Maigre consolation, voire raisonnement biaisé, dans la mesure où c’est notamment parce que les doses sont réparties par Bruxelles entre les 27 pays que seule une minorité de personnes ont pour l’heure pu être vaccinées à travers l’Union. En comparaison, des pays ayant fait cavalier seul tels qu’Israël, le Royaume-Uni ou même la Serbie et le Maroc (qui vient de fermer ses liaisons aériennes avec la France pour raisons sanitaires), ont pu largement vacciner leur population. Ce type de situation n’empêche pas ces pays de faire preuve de solidarité, comme en témoignent les Serbes qui maintenant vaccinent à tour de bras leurs voisins.
«Quelle que soit la décision que rendra l’Agence européenne des médicaments, les pays qui voudront acheter Spoutnik V l’achèteront. Les pays qui ne voudront pas l’acheter ne l’achèteront pas. Cela fera, une fois de plus, une division au sein de l’Union européenne», assène Gilbert Collard.
«L’Union européenne devrait être au banc des accusés.
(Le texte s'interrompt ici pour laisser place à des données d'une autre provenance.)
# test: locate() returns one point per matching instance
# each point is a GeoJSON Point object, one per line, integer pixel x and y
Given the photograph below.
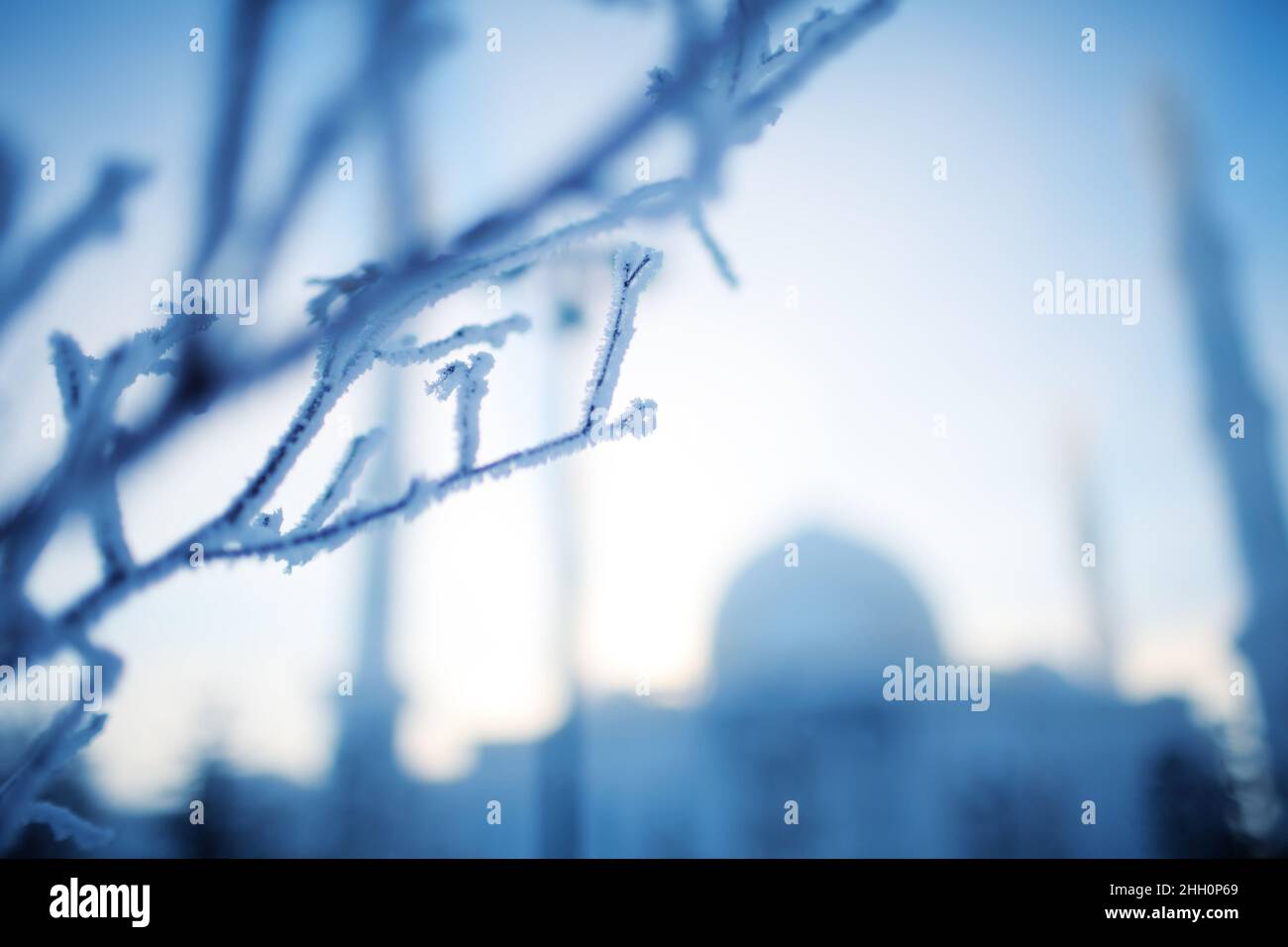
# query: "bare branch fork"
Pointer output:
{"type": "Point", "coordinates": [725, 88]}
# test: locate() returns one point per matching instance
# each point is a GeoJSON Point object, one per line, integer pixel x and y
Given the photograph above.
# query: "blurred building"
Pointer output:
{"type": "Point", "coordinates": [797, 714]}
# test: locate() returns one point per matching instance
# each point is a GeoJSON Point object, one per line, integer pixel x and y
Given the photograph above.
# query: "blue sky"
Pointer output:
{"type": "Point", "coordinates": [914, 300]}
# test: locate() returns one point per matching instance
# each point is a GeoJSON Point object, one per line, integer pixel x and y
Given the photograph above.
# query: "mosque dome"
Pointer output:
{"type": "Point", "coordinates": [819, 631]}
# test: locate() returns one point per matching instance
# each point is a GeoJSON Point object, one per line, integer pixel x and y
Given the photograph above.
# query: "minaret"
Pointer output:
{"type": "Point", "coordinates": [1086, 512]}
{"type": "Point", "coordinates": [561, 762]}
{"type": "Point", "coordinates": [1248, 462]}
{"type": "Point", "coordinates": [368, 781]}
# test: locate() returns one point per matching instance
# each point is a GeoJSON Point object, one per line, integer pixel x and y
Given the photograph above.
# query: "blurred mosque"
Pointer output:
{"type": "Point", "coordinates": [797, 715]}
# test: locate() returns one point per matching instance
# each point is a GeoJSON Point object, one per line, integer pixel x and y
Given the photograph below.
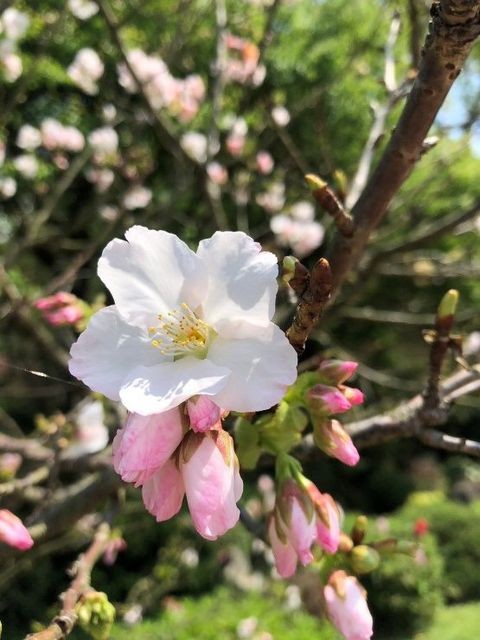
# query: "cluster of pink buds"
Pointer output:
{"type": "Point", "coordinates": [329, 397]}
{"type": "Point", "coordinates": [183, 452]}
{"type": "Point", "coordinates": [301, 517]}
{"type": "Point", "coordinates": [13, 532]}
{"type": "Point", "coordinates": [243, 61]}
{"type": "Point", "coordinates": [346, 605]}
{"type": "Point", "coordinates": [61, 308]}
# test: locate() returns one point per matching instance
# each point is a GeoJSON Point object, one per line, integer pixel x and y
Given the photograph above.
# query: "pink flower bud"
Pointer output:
{"type": "Point", "coordinates": [13, 532]}
{"type": "Point", "coordinates": [145, 444]}
{"type": "Point", "coordinates": [354, 396]}
{"type": "Point", "coordinates": [209, 469]}
{"type": "Point", "coordinates": [203, 413]}
{"type": "Point", "coordinates": [347, 608]}
{"type": "Point", "coordinates": [327, 520]}
{"type": "Point", "coordinates": [336, 371]}
{"type": "Point", "coordinates": [163, 492]}
{"type": "Point", "coordinates": [328, 399]}
{"type": "Point", "coordinates": [331, 437]}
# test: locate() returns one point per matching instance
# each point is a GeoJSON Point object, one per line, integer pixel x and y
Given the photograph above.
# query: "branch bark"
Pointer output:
{"type": "Point", "coordinates": [453, 29]}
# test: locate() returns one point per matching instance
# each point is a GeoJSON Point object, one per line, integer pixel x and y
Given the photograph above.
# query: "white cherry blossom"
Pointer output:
{"type": "Point", "coordinates": [186, 324]}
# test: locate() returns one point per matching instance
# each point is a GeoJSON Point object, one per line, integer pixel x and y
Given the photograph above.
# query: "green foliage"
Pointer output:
{"type": "Point", "coordinates": [406, 587]}
{"type": "Point", "coordinates": [218, 616]}
{"type": "Point", "coordinates": [456, 528]}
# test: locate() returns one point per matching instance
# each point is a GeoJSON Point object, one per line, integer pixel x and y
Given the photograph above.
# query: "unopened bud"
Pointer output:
{"type": "Point", "coordinates": [289, 264]}
{"type": "Point", "coordinates": [448, 304]}
{"type": "Point", "coordinates": [364, 559]}
{"type": "Point", "coordinates": [359, 529]}
{"type": "Point", "coordinates": [315, 182]}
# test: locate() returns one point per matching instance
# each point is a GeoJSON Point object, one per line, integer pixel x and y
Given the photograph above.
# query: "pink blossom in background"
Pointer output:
{"type": "Point", "coordinates": [8, 187]}
{"type": "Point", "coordinates": [9, 465]}
{"type": "Point", "coordinates": [61, 308]}
{"type": "Point", "coordinates": [57, 136]}
{"type": "Point", "coordinates": [298, 229]}
{"type": "Point", "coordinates": [14, 24]}
{"type": "Point", "coordinates": [243, 61]}
{"type": "Point", "coordinates": [217, 173]}
{"type": "Point", "coordinates": [86, 69]}
{"type": "Point", "coordinates": [347, 609]}
{"type": "Point", "coordinates": [13, 532]}
{"type": "Point", "coordinates": [113, 548]}
{"type": "Point", "coordinates": [264, 162]}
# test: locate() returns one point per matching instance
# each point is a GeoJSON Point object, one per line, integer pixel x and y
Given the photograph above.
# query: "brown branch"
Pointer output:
{"type": "Point", "coordinates": [327, 199]}
{"type": "Point", "coordinates": [453, 29]}
{"type": "Point", "coordinates": [431, 232]}
{"type": "Point", "coordinates": [63, 623]}
{"type": "Point", "coordinates": [315, 293]}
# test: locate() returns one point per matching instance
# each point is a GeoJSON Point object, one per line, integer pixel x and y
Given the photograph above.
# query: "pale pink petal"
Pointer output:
{"type": "Point", "coordinates": [242, 279]}
{"type": "Point", "coordinates": [163, 492]}
{"type": "Point", "coordinates": [145, 444]}
{"type": "Point", "coordinates": [261, 368]}
{"type": "Point", "coordinates": [148, 390]}
{"type": "Point", "coordinates": [212, 485]}
{"type": "Point", "coordinates": [347, 607]}
{"type": "Point", "coordinates": [13, 532]}
{"type": "Point", "coordinates": [284, 554]}
{"type": "Point", "coordinates": [108, 350]}
{"type": "Point", "coordinates": [301, 532]}
{"type": "Point", "coordinates": [202, 413]}
{"type": "Point", "coordinates": [152, 273]}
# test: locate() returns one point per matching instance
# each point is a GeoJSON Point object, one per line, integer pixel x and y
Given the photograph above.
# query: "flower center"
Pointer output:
{"type": "Point", "coordinates": [180, 333]}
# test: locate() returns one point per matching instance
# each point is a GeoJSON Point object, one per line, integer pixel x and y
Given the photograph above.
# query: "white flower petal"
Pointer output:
{"type": "Point", "coordinates": [242, 279]}
{"type": "Point", "coordinates": [262, 368]}
{"type": "Point", "coordinates": [150, 390]}
{"type": "Point", "coordinates": [150, 274]}
{"type": "Point", "coordinates": [108, 350]}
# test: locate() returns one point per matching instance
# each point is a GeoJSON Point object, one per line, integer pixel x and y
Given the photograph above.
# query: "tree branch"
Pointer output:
{"type": "Point", "coordinates": [454, 26]}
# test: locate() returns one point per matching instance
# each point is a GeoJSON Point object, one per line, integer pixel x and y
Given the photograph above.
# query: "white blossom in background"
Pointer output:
{"type": "Point", "coordinates": [104, 142]}
{"type": "Point", "coordinates": [15, 24]}
{"type": "Point", "coordinates": [137, 197]}
{"type": "Point", "coordinates": [86, 69]}
{"type": "Point", "coordinates": [8, 187]}
{"type": "Point", "coordinates": [83, 9]}
{"type": "Point", "coordinates": [11, 65]}
{"type": "Point", "coordinates": [27, 165]}
{"type": "Point", "coordinates": [195, 145]}
{"type": "Point", "coordinates": [28, 137]}
{"type": "Point", "coordinates": [281, 116]}
{"type": "Point", "coordinates": [56, 136]}
{"type": "Point", "coordinates": [90, 434]}
{"type": "Point", "coordinates": [217, 173]}
{"type": "Point", "coordinates": [273, 199]}
{"type": "Point", "coordinates": [298, 229]}
{"type": "Point", "coordinates": [186, 324]}
{"type": "Point", "coordinates": [102, 178]}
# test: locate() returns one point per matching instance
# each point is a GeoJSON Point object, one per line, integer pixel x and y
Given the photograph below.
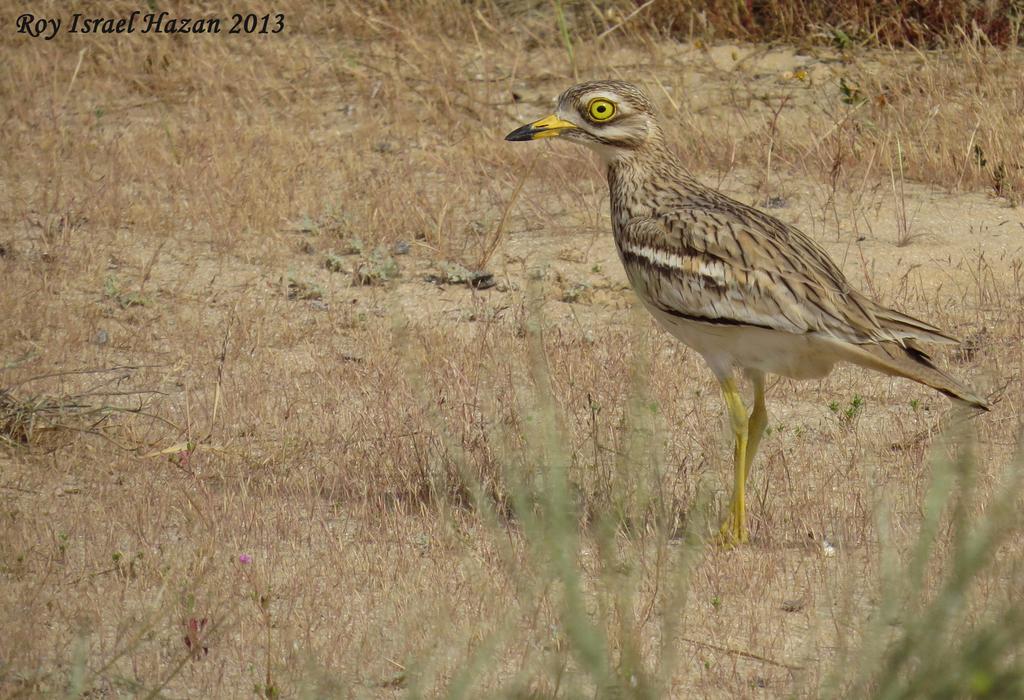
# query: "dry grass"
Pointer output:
{"type": "Point", "coordinates": [215, 254]}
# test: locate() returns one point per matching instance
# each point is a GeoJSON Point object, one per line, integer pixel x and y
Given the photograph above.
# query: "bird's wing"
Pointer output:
{"type": "Point", "coordinates": [735, 265]}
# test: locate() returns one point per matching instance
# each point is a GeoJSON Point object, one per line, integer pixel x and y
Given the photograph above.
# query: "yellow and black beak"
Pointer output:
{"type": "Point", "coordinates": [542, 128]}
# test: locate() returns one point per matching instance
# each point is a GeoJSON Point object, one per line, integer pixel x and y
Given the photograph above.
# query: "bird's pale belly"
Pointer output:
{"type": "Point", "coordinates": [725, 347]}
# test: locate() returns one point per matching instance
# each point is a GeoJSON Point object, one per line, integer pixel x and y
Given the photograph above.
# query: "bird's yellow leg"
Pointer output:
{"type": "Point", "coordinates": [733, 530]}
{"type": "Point", "coordinates": [759, 421]}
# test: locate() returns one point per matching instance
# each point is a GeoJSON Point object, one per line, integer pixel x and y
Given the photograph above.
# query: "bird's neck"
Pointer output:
{"type": "Point", "coordinates": [645, 180]}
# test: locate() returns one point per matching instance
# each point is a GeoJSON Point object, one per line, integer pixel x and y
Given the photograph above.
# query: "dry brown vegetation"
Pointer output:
{"type": "Point", "coordinates": [265, 429]}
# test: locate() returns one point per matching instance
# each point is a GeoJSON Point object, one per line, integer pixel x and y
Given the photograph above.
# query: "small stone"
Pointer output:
{"type": "Point", "coordinates": [793, 605]}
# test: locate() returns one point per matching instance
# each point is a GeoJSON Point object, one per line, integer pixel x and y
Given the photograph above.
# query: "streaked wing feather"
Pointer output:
{"type": "Point", "coordinates": [740, 266]}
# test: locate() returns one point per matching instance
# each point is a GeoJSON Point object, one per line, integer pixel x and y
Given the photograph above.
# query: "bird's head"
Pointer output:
{"type": "Point", "coordinates": [613, 118]}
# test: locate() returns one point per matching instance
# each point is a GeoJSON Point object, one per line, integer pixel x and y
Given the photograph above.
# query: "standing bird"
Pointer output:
{"type": "Point", "coordinates": [736, 285]}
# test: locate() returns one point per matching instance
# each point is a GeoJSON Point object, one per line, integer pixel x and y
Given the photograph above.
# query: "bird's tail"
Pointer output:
{"type": "Point", "coordinates": [908, 360]}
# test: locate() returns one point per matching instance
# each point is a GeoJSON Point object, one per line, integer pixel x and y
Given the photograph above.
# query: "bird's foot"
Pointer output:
{"type": "Point", "coordinates": [733, 531]}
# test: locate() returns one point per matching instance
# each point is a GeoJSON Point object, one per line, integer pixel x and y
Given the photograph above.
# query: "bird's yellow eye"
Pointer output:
{"type": "Point", "coordinates": [601, 110]}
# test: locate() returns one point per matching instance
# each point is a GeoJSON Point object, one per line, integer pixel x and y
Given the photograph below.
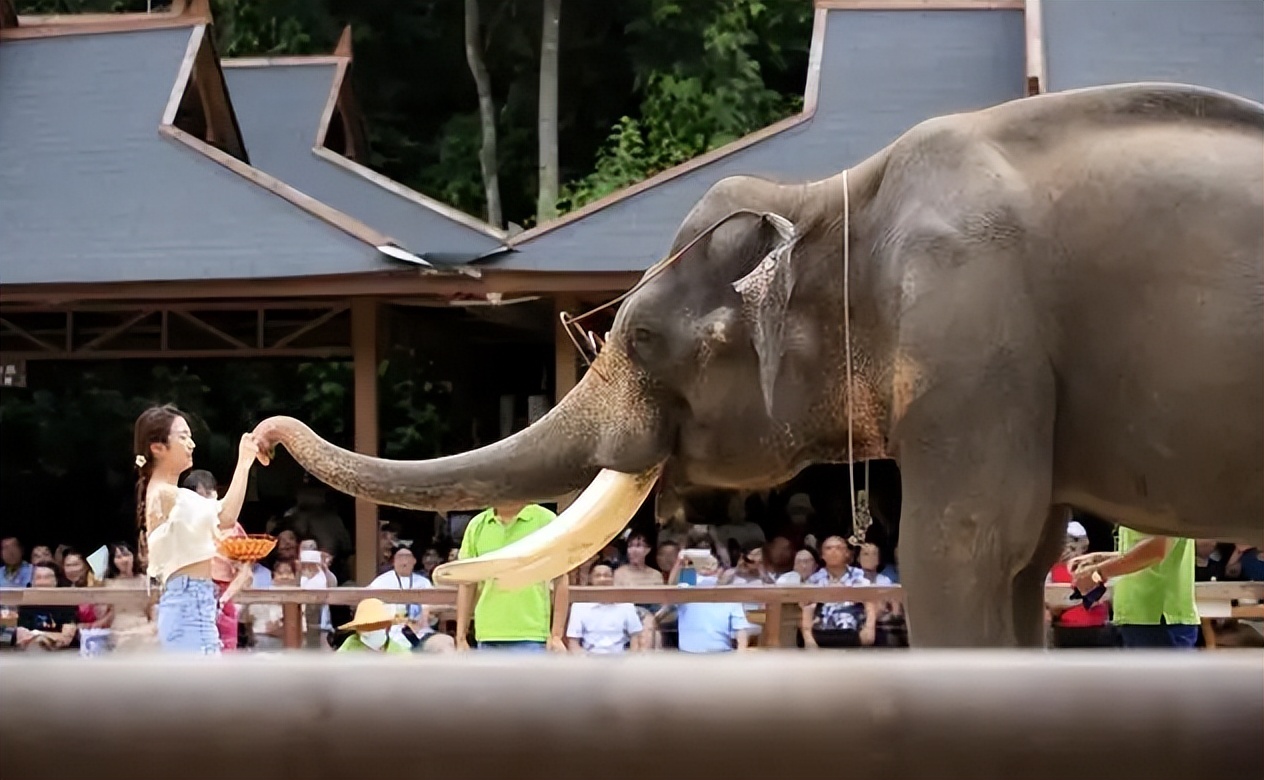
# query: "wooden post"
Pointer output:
{"type": "Point", "coordinates": [292, 625]}
{"type": "Point", "coordinates": [771, 633]}
{"type": "Point", "coordinates": [364, 350]}
{"type": "Point", "coordinates": [565, 365]}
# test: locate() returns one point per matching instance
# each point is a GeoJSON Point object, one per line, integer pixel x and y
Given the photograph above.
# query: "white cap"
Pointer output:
{"type": "Point", "coordinates": [310, 556]}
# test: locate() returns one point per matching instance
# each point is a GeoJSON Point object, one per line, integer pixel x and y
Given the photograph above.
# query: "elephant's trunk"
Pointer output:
{"type": "Point", "coordinates": [559, 454]}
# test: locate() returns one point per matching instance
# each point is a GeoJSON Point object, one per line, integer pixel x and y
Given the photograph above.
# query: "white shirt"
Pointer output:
{"type": "Point", "coordinates": [603, 628]}
{"type": "Point", "coordinates": [317, 582]}
{"type": "Point", "coordinates": [389, 580]}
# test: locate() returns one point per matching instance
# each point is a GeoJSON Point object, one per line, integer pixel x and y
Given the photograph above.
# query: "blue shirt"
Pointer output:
{"type": "Point", "coordinates": [709, 627]}
{"type": "Point", "coordinates": [17, 579]}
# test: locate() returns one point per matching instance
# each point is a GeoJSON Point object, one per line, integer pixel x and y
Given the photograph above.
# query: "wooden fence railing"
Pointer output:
{"type": "Point", "coordinates": [1215, 599]}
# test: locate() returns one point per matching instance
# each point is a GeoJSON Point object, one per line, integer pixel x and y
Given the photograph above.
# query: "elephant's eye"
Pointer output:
{"type": "Point", "coordinates": [645, 341]}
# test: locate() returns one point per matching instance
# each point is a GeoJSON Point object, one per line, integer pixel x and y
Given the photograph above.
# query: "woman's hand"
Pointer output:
{"type": "Point", "coordinates": [248, 449]}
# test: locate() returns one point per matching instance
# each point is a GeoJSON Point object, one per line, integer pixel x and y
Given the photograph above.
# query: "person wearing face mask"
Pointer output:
{"type": "Point", "coordinates": [372, 626]}
{"type": "Point", "coordinates": [709, 626]}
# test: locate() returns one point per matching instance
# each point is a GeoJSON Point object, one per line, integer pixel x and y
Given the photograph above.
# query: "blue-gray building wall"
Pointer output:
{"type": "Point", "coordinates": [1211, 43]}
{"type": "Point", "coordinates": [279, 108]}
{"type": "Point", "coordinates": [881, 73]}
{"type": "Point", "coordinates": [91, 192]}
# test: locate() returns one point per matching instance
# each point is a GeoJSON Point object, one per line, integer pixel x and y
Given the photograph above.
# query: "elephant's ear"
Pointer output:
{"type": "Point", "coordinates": [765, 300]}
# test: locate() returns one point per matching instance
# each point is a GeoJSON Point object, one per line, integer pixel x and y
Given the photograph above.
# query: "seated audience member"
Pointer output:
{"type": "Point", "coordinates": [638, 574]}
{"type": "Point", "coordinates": [46, 627]}
{"type": "Point", "coordinates": [891, 627]}
{"type": "Point", "coordinates": [417, 617]}
{"type": "Point", "coordinates": [839, 623]}
{"type": "Point", "coordinates": [741, 527]}
{"type": "Point", "coordinates": [372, 626]}
{"type": "Point", "coordinates": [893, 569]}
{"type": "Point", "coordinates": [602, 628]}
{"type": "Point", "coordinates": [711, 627]}
{"type": "Point", "coordinates": [266, 621]}
{"type": "Point", "coordinates": [805, 564]}
{"type": "Point", "coordinates": [79, 574]}
{"type": "Point", "coordinates": [1075, 626]}
{"type": "Point", "coordinates": [315, 574]}
{"type": "Point", "coordinates": [662, 622]}
{"type": "Point", "coordinates": [1245, 564]}
{"type": "Point", "coordinates": [750, 572]}
{"type": "Point", "coordinates": [17, 573]}
{"type": "Point", "coordinates": [133, 628]}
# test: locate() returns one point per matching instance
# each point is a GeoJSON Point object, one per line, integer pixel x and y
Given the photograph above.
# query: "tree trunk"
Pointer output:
{"type": "Point", "coordinates": [546, 204]}
{"type": "Point", "coordinates": [486, 111]}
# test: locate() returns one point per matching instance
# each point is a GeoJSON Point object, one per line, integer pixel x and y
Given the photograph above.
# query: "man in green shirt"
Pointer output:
{"type": "Point", "coordinates": [1153, 597]}
{"type": "Point", "coordinates": [504, 620]}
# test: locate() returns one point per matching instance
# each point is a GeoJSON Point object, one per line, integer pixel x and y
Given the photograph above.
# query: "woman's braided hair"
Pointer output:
{"type": "Point", "coordinates": [153, 426]}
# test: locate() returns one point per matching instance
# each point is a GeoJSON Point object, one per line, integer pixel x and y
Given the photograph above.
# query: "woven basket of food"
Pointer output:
{"type": "Point", "coordinates": [247, 549]}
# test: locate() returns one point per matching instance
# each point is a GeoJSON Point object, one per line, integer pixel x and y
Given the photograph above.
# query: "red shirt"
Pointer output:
{"type": "Point", "coordinates": [1077, 617]}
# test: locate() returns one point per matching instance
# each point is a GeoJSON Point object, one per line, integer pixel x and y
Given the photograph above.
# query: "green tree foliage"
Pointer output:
{"type": "Point", "coordinates": [702, 67]}
{"type": "Point", "coordinates": [645, 84]}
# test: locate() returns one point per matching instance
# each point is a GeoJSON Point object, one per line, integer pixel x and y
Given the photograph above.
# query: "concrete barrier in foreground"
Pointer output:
{"type": "Point", "coordinates": [771, 714]}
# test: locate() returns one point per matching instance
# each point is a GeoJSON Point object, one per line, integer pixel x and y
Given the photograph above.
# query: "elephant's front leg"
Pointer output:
{"type": "Point", "coordinates": [976, 465]}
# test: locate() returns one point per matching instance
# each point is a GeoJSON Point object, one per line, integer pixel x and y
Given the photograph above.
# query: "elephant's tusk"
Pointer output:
{"type": "Point", "coordinates": [588, 525]}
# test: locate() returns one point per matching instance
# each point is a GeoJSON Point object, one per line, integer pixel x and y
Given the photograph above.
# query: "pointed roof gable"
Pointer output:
{"type": "Point", "coordinates": [1211, 43]}
{"type": "Point", "coordinates": [290, 109]}
{"type": "Point", "coordinates": [877, 67]}
{"type": "Point", "coordinates": [108, 173]}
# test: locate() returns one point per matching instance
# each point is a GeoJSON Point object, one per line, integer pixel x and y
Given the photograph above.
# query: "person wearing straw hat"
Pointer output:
{"type": "Point", "coordinates": [372, 626]}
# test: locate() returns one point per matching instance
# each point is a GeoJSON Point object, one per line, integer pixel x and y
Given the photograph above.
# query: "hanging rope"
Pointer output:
{"type": "Point", "coordinates": [861, 517]}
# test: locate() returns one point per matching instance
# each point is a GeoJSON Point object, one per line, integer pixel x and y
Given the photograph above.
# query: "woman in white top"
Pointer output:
{"type": "Point", "coordinates": [182, 527]}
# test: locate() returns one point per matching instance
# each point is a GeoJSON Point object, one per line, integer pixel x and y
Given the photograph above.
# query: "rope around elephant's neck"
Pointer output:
{"type": "Point", "coordinates": [861, 518]}
{"type": "Point", "coordinates": [847, 352]}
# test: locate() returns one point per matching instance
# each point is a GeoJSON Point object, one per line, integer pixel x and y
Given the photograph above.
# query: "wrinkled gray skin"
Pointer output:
{"type": "Point", "coordinates": [1058, 301]}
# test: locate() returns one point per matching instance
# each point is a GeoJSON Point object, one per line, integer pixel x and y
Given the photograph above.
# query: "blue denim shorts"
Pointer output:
{"type": "Point", "coordinates": [186, 616]}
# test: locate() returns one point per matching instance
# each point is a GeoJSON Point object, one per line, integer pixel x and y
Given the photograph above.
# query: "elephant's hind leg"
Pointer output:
{"type": "Point", "coordinates": [1028, 587]}
{"type": "Point", "coordinates": [976, 459]}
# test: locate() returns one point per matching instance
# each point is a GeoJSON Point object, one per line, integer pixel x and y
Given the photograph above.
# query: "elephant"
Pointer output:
{"type": "Point", "coordinates": [1053, 302]}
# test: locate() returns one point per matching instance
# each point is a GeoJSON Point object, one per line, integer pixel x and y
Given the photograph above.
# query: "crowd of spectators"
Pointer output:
{"type": "Point", "coordinates": [802, 546]}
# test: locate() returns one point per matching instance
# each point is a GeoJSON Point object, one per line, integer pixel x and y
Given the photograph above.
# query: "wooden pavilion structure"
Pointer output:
{"type": "Point", "coordinates": [154, 201]}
Elle s’arroge des pouvoirs qu’elle n’a pas, elle a géré l’épidémie d’une manière lamentable. Elle n’a même pas introduit dans les contrats des clauses de pénalité en cas de retard. 30% de la production de vaccins à l’intérieur de l’UE part à l’étranger. C’est une véritable débâcle!»
Bref, et si le vaccin russe, accusé de semer la «zizanie» au sein des Européens, n’était finalement que le cache-sexe idéal pour les manquements de l’Union européenne?